3) Figure 7A. This gives qualitative information that the PLB-985 cells undergo an oxidative burst. However, it would be helpful to have some quantitative information, for example with cytochrome c, to show how active they are compared with neutrophils, and also to know relative MPO levels. This information may be available in the literature, otherwise it would be good to include experimental values. Also, it would be worth looking more closely at the fluorescence spectra, as previous studies of oxidant formation in the phagosome show that HOCl forms a product with a slightly shifted fluorescence spectrum compared to DCF, e.g. Tlili et al., 2011.

We now discuss in detail the MPO and NOX2 activity in PLB-985 cells in comparison to primary neutrophils (subsection “Construction of genetically encoded, redox-sensitive fluorescent probes for expression in E. coli”). In our plate-based assays, however, we were not able to measure a full spectrum with enough precision to measure the relatively subtle shift described by Tlili et al. We thus cannot draw a conclusion as to the exact nature of the reactive species leading to fluorogenic probe oxidation.

4) Figure 9, subsection “Probe oxidation 290 is dependent on myeloperoxidase” andthe Discussion section. Inhibition by ABAH indicates a role for MPO. However, on the basis of the evidence presented, it cannot be concluded that partial inhibition indicates a contribution by other oxidant(s). An alternative is that inhibition by ABAH is not 100% effective. In fact, the latter explanation is more likely, as others have shown only partial inhibition of intracellular MPO by ABAH (see comment in Parker, 2011; Bjornsdottir, 2015). The conclusion of the last paragraph of the Discussion section should be changed accordingly.

We thank the reviewers for the comment. We now acknowledge this fact and discuss it accordingly (subsection “Phagocytosis of bacteria by neutrophil-like PLB-985 cells”).

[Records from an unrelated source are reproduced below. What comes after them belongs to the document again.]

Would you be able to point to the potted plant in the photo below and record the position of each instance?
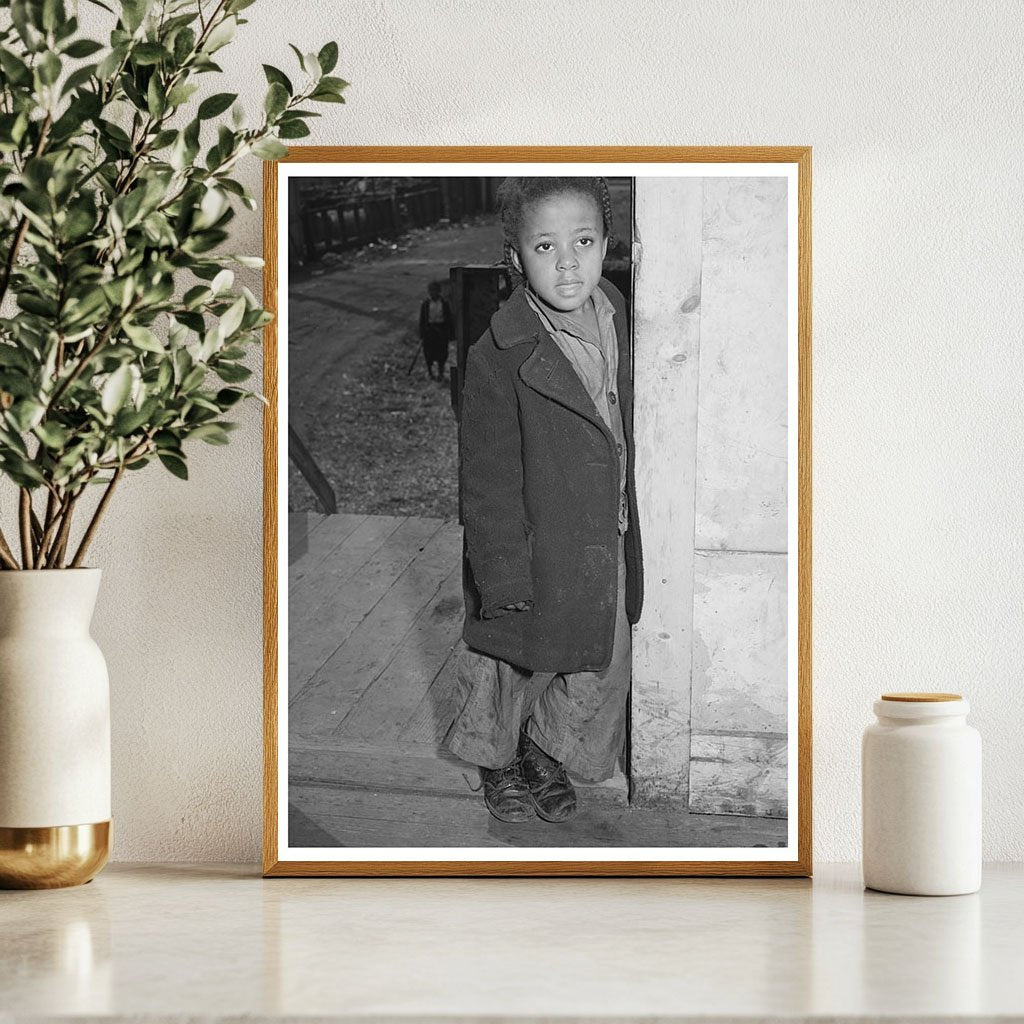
(122, 339)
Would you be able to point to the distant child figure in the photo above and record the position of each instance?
(436, 327)
(553, 570)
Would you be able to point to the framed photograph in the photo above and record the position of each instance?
(538, 511)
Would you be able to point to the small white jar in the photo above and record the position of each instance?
(921, 775)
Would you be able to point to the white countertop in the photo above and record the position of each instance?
(177, 941)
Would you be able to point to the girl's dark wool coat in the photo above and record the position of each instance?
(540, 478)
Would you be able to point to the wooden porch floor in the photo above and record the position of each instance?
(375, 616)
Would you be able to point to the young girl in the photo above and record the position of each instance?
(552, 574)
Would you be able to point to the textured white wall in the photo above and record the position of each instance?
(913, 113)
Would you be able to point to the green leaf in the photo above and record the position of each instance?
(269, 148)
(328, 57)
(77, 79)
(116, 390)
(150, 53)
(334, 84)
(231, 320)
(26, 414)
(175, 465)
(49, 69)
(143, 338)
(83, 48)
(51, 434)
(193, 380)
(16, 70)
(216, 104)
(293, 129)
(184, 43)
(273, 76)
(128, 421)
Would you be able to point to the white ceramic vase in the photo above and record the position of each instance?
(922, 797)
(54, 731)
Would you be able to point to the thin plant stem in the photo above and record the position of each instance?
(60, 545)
(25, 518)
(52, 524)
(96, 516)
(6, 555)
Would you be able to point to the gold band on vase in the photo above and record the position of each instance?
(52, 857)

5) In revising the Discussion section please provide less repetition of the results, and give more critical analysis and comparison with other studies that have attempted to quantify the composition, concentration and kinetics of oxidant formation (e.g. Koide et al., 2011 – use of HOCl^-specific probe and van der Heijen et al., 2015 – cited in the Introduction).

While revising the Discussion section, in regards to the above mentioned concerns, we have also significantly shortened the Discussion section to avoid redundancy with the Results section. We now discuss our work in the context of the above-mentioned studies.